一方、ヒースロー空港には殺し屋ゴーマンが到着。ブラニガンを始末するためラーキンに雇われている男だ。ラーキン誘拐犯を追うブラニガンの背後に忍びよるゴーマンだったが…



「ブラニガン」


ジョン・ウェインが70年代アウトロー刑事アクションの波に乗って主演した作品。同じ時期にハックマン演じるポパイ・ドイルもフランスに行ってるから、アメリカの暴力刑事が外国にやたら迷惑かけた年なんですな1975年って。

「ブラニガン」がダーティハリーやフレンチコネクションなどと違う点は、ユーモアが冴えているとこ。スワン警視長役のリチャード・アッテンボローが最大の功労者で、気取って礼儀正しい感じで出てきたと思ったらいつしかブラニガンに感化され、パブで大暴れしたり暴力尋問したりとノリノリでしたね。このパブシーンがスゲェお馬鹿で、乱闘中にビール飲みに入店した客が二度顔面を殴られ外に出され、挙句に一斉検挙シーンで一番最初に逮捕されるという気の毒さが俺の笑いのツボにハマりました。

海外出張もののお約束としてカルチャーギャップシーンがありますけど、面白かったのが、車載電話で女刑事ジェニーが多忙のため恋人とのデートをキャンセルする場面。すかさずブラニガンが「モンキーレンチ」と口にすると、意味のわからないジェニーが「スパナのこと?」と訊きます。モンキーレンチはスラングで〈物事が進まない・順調にいかない〉の意味ですが、アメリカの独特の言い回しなのかな。一つ勉強になりました。

ガンマニア的には2丁に注目。まずはブラニガンが愛用し、イギリスに来てるのに意地でも手放さなかったリボルバー。昔レンタルビデオで見た時は普通にコルトパイソンだと思ったんだけど、いくら大男ウェインでも少々小さすぎないかと不思議に感じてました。これパイソンじゃなくてダイヤモンドバックなんですよね。スワン警視長が「腰の38口径を預かりますよ」とブラニガンに言うシーンがあって、「ん、357口径じゃないの?」と疑問に思った人もいるのでは。パイソンは357弾が撃てるけど、ダイヤモンドバックは38スペシャルなんですよね。
しかしスワン警視長、ホルスターからグリップしか出てないのによくダイヤモンドバックって見破ったなぁ。相当なガンマニアか?

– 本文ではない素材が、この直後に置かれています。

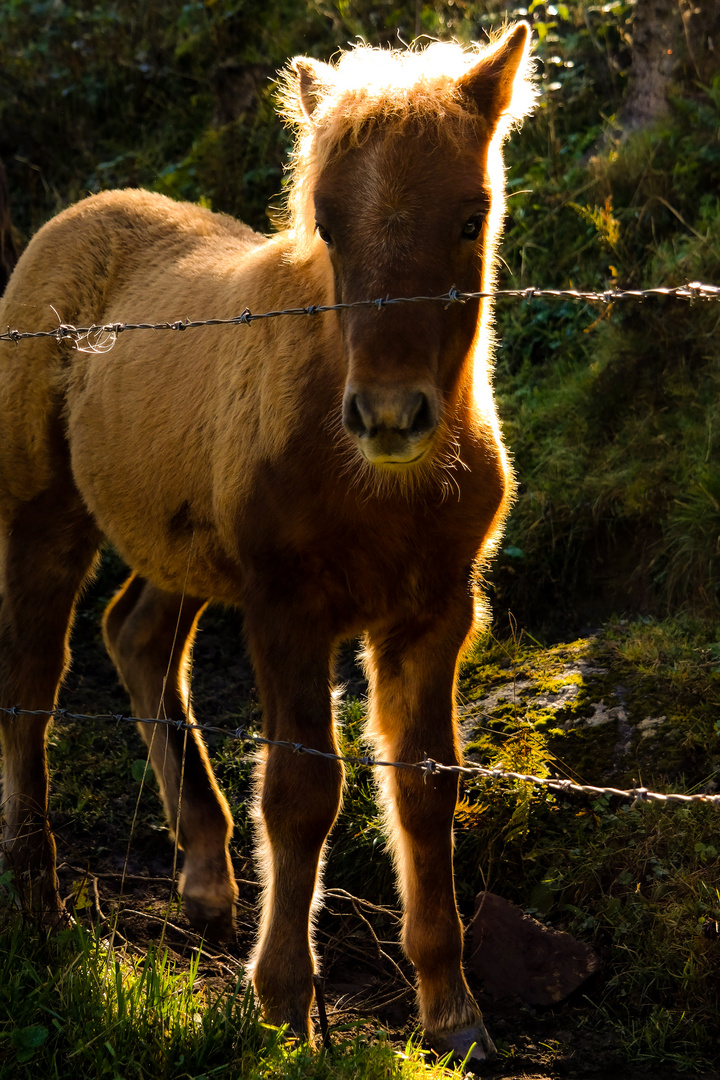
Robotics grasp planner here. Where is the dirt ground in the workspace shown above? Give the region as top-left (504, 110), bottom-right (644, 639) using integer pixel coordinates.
top-left (47, 585), bottom-right (720, 1080)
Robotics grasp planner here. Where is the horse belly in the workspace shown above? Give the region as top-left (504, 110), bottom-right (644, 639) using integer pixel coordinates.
top-left (67, 346), bottom-right (240, 603)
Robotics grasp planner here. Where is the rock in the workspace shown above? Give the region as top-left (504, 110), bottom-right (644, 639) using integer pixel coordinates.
top-left (470, 892), bottom-right (600, 1005)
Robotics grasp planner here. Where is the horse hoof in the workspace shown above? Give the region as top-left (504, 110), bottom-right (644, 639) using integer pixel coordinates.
top-left (427, 1021), bottom-right (495, 1071)
top-left (184, 899), bottom-right (235, 942)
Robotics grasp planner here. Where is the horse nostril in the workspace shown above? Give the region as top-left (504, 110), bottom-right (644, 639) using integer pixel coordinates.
top-left (342, 393), bottom-right (373, 437)
top-left (408, 392), bottom-right (435, 435)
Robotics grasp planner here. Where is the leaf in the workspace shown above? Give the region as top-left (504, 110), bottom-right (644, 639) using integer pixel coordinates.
top-left (10, 1024), bottom-right (49, 1063)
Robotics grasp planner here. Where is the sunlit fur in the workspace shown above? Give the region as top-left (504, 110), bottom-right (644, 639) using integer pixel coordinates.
top-left (0, 26), bottom-right (529, 1058)
top-left (281, 35), bottom-right (534, 251)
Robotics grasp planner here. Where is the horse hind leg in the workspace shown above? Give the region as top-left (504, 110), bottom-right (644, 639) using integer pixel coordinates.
top-left (0, 477), bottom-right (100, 922)
top-left (103, 575), bottom-right (237, 939)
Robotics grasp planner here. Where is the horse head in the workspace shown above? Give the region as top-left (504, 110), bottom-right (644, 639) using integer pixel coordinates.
top-left (280, 24), bottom-right (529, 472)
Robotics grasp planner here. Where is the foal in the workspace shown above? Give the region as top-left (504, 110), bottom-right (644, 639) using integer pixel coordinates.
top-left (0, 24), bottom-right (529, 1058)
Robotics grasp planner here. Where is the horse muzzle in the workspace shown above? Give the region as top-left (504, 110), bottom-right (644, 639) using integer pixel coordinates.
top-left (342, 383), bottom-right (439, 465)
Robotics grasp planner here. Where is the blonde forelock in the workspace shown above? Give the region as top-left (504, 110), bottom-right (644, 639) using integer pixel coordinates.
top-left (279, 35), bottom-right (532, 247)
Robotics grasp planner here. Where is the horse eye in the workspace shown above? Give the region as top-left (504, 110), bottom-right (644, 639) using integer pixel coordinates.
top-left (315, 221), bottom-right (332, 247)
top-left (461, 214), bottom-right (483, 240)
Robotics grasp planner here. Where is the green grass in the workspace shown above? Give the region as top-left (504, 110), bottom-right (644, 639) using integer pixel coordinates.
top-left (0, 916), bottom-right (462, 1080)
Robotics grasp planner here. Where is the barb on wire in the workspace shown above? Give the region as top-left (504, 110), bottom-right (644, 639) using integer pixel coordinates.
top-left (0, 281), bottom-right (720, 352)
top-left (0, 705), bottom-right (720, 810)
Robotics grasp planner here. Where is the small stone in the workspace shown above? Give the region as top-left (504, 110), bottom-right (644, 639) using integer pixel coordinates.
top-left (470, 892), bottom-right (600, 1005)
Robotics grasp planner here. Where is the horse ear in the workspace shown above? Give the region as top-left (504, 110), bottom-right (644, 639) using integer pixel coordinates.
top-left (291, 56), bottom-right (331, 121)
top-left (458, 23), bottom-right (530, 124)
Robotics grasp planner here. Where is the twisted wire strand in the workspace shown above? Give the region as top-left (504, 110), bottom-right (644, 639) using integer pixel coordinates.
top-left (0, 705), bottom-right (720, 810)
top-left (0, 282), bottom-right (720, 352)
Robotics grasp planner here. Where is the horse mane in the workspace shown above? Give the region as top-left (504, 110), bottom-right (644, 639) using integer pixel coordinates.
top-left (279, 35), bottom-right (535, 249)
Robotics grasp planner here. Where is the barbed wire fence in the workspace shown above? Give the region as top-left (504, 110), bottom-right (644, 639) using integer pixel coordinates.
top-left (0, 705), bottom-right (720, 810)
top-left (0, 282), bottom-right (720, 810)
top-left (0, 282), bottom-right (720, 352)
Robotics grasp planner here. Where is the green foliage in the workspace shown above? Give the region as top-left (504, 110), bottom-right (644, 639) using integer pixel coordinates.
top-left (0, 916), bottom-right (472, 1080)
top-left (456, 619), bottom-right (720, 1070)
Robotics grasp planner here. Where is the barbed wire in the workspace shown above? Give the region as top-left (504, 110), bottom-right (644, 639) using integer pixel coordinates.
top-left (0, 705), bottom-right (720, 810)
top-left (0, 282), bottom-right (720, 352)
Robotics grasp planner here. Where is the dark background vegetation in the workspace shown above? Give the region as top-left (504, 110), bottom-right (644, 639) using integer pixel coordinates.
top-left (0, 0), bottom-right (720, 1077)
top-left (0, 0), bottom-right (720, 635)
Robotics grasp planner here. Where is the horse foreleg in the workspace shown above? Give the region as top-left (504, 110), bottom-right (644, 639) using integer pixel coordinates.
top-left (103, 576), bottom-right (237, 937)
top-left (0, 490), bottom-right (99, 921)
top-left (368, 615), bottom-right (494, 1061)
top-left (249, 619), bottom-right (343, 1038)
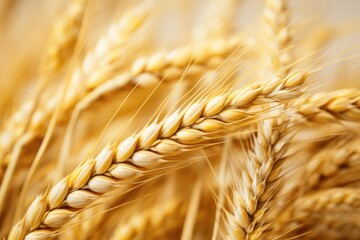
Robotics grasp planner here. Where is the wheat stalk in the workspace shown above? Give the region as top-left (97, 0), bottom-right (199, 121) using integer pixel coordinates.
top-left (303, 140), bottom-right (360, 191)
top-left (110, 200), bottom-right (184, 240)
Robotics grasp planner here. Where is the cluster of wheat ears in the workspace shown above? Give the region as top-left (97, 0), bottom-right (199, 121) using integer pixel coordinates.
top-left (0, 0), bottom-right (360, 240)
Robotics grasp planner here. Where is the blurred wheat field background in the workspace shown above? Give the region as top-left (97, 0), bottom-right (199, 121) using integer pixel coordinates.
top-left (0, 0), bottom-right (360, 240)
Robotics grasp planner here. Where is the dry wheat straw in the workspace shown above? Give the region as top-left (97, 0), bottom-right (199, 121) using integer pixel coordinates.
top-left (9, 73), bottom-right (306, 240)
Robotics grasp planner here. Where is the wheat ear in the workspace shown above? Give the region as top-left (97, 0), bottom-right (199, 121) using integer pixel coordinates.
top-left (229, 108), bottom-right (291, 239)
top-left (0, 6), bottom-right (147, 192)
top-left (9, 72), bottom-right (306, 239)
top-left (232, 0), bottom-right (291, 239)
top-left (294, 89), bottom-right (360, 123)
top-left (272, 188), bottom-right (360, 238)
top-left (0, 3), bottom-right (146, 167)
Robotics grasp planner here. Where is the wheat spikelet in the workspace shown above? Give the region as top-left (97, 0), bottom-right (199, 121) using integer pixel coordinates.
top-left (42, 0), bottom-right (87, 75)
top-left (304, 140), bottom-right (359, 191)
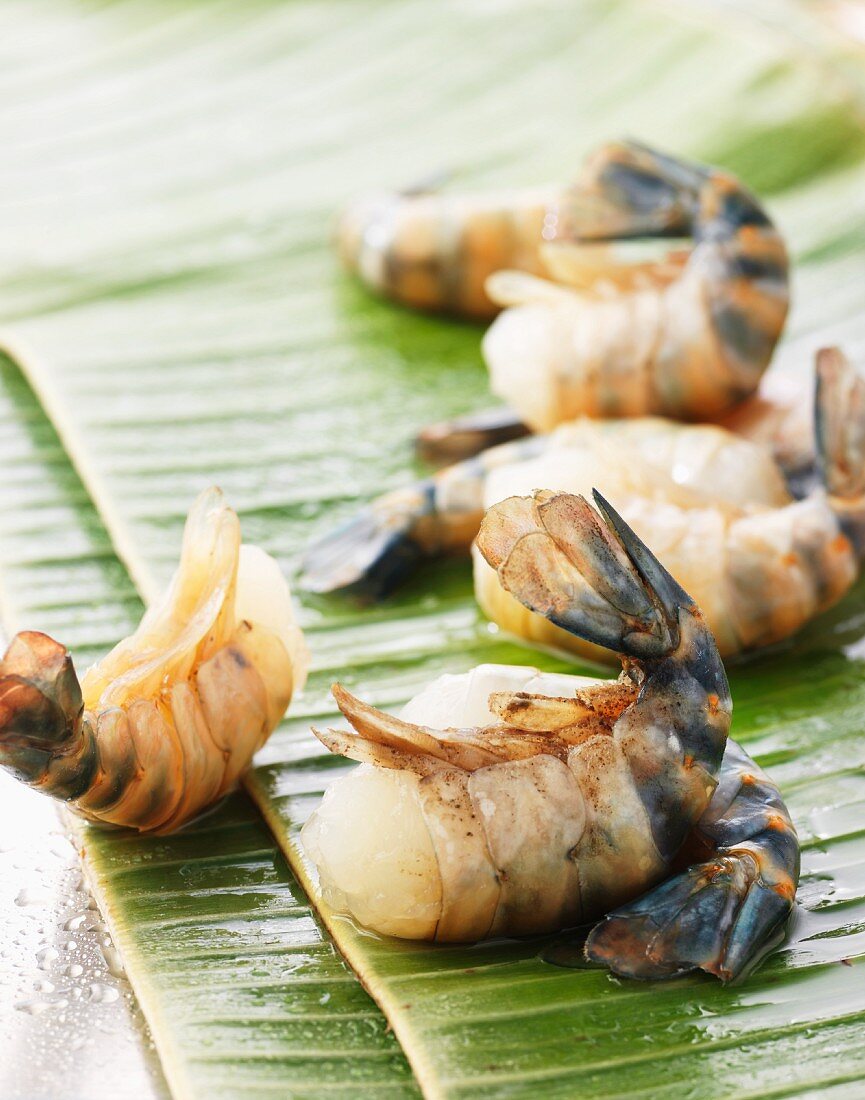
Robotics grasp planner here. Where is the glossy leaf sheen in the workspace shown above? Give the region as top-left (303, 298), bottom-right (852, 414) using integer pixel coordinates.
top-left (0, 0), bottom-right (865, 1098)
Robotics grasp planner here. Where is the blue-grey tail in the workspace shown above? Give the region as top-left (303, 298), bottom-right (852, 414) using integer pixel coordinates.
top-left (567, 741), bottom-right (799, 981)
top-left (299, 481), bottom-right (435, 600)
top-left (415, 405), bottom-right (530, 466)
top-left (477, 491), bottom-right (693, 659)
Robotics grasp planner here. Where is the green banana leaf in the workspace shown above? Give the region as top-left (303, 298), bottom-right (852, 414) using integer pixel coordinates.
top-left (0, 0), bottom-right (865, 1097)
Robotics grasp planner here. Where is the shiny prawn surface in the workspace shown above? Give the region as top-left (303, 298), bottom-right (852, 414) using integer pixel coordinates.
top-left (483, 142), bottom-right (789, 431)
top-left (303, 496), bottom-right (732, 942)
top-left (0, 490), bottom-right (307, 833)
top-left (304, 350), bottom-right (865, 657)
top-left (337, 178), bottom-right (555, 320)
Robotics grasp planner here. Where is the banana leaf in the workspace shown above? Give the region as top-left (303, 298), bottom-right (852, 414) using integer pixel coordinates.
top-left (0, 358), bottom-right (417, 1100)
top-left (0, 0), bottom-right (865, 1097)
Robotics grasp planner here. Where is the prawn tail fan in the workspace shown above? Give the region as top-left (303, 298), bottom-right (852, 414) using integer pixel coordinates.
top-left (478, 491), bottom-right (693, 659)
top-left (0, 630), bottom-right (84, 784)
top-left (299, 481), bottom-right (435, 600)
top-left (584, 741), bottom-right (800, 981)
top-left (585, 854), bottom-right (790, 981)
top-left (814, 348), bottom-right (865, 499)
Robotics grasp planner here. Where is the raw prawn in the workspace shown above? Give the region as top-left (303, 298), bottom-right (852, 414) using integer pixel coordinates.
top-left (303, 495), bottom-right (732, 942)
top-left (0, 488), bottom-right (307, 833)
top-left (544, 740), bottom-right (800, 981)
top-left (339, 142), bottom-right (789, 431)
top-left (483, 142), bottom-right (789, 431)
top-left (337, 173), bottom-right (545, 320)
top-left (304, 350), bottom-right (865, 656)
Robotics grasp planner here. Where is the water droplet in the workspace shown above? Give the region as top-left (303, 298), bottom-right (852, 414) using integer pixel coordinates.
top-left (87, 981), bottom-right (120, 1004)
top-left (36, 947), bottom-right (61, 970)
top-left (15, 887), bottom-right (52, 909)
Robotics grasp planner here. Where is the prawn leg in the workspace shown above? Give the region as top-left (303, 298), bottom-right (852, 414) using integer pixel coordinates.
top-left (572, 741), bottom-right (799, 981)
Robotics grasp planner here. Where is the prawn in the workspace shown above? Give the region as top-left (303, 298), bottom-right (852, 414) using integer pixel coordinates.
top-left (483, 142), bottom-right (789, 431)
top-left (303, 494), bottom-right (732, 942)
top-left (337, 172), bottom-right (555, 320)
top-left (544, 740), bottom-right (800, 981)
top-left (303, 350), bottom-right (865, 657)
top-left (0, 488), bottom-right (307, 833)
top-left (338, 142), bottom-right (789, 431)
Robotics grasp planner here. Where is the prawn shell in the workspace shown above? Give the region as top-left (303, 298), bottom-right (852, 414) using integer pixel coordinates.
top-left (469, 756), bottom-right (585, 936)
top-left (417, 769), bottom-right (502, 943)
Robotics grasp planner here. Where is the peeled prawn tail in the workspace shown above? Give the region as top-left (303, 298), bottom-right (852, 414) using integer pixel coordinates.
top-left (814, 348), bottom-right (865, 562)
top-left (0, 630), bottom-right (99, 801)
top-left (478, 492), bottom-right (732, 862)
top-left (299, 437), bottom-right (545, 600)
top-left (576, 741), bottom-right (799, 981)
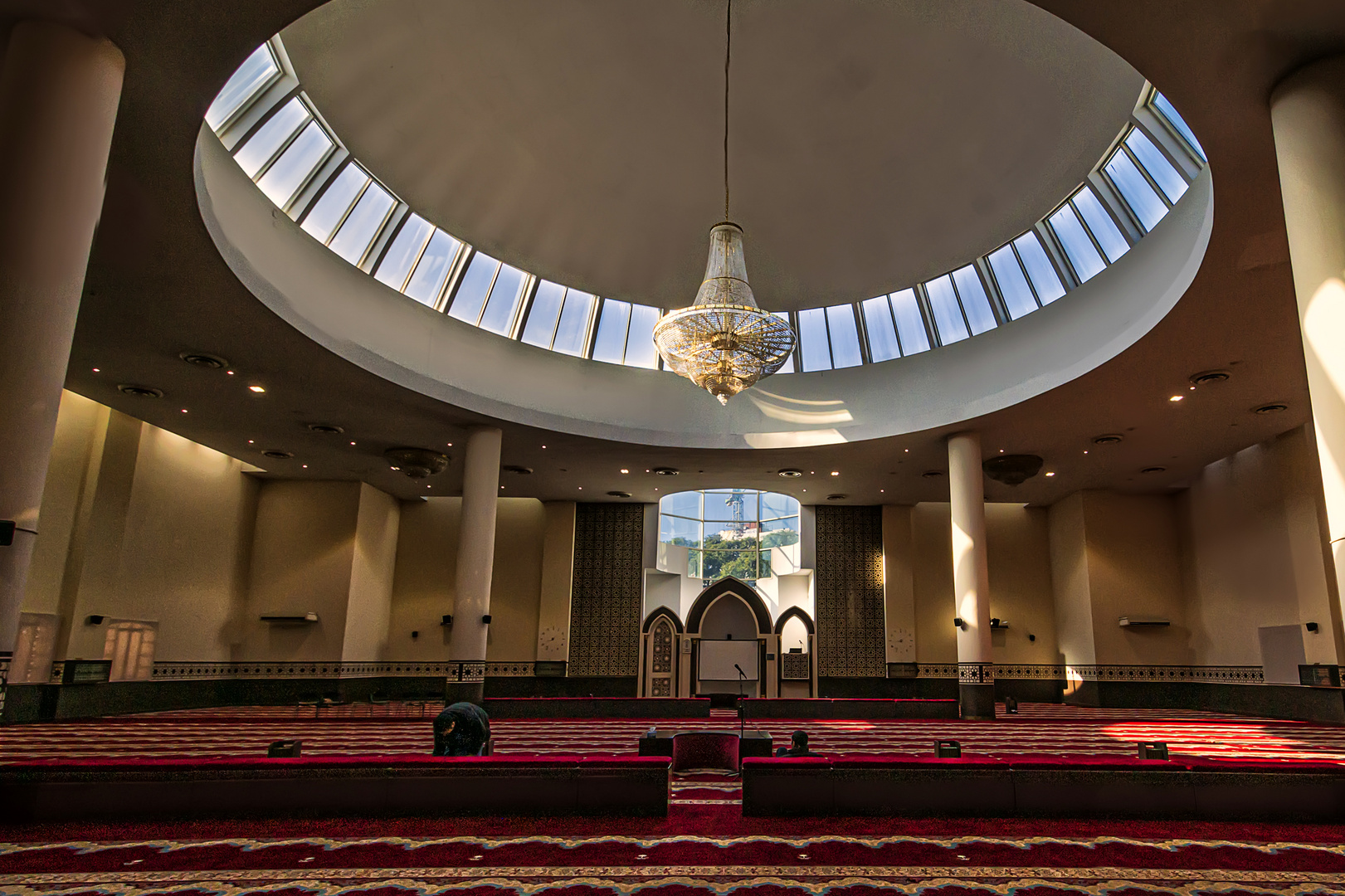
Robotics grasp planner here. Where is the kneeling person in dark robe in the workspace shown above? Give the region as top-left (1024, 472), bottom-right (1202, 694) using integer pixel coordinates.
top-left (435, 702), bottom-right (491, 756)
top-left (775, 731), bottom-right (821, 756)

もう一丁が、殺し屋ゴーマンが使うモーゼルM712シュネルフォイヤー。お馴染みモーゼルミリタリ風の外観に大袈裟なデカいマガジンがついた奴ですね。こいつのフルオートシーンがしっかりアップで見られるので、モーゼル好きはマストな映画と言えますね。


キャスト的に注目してほしいのは、殺し屋ゴーマンが前金を受け取るフランス語教室で抱く娼婦。これイギリス以外では無名だったレスリー・アン・ダウンなんです。「ハノーバーストリート」主演の5年前ですね。超綺麗なのでお見逃しなく。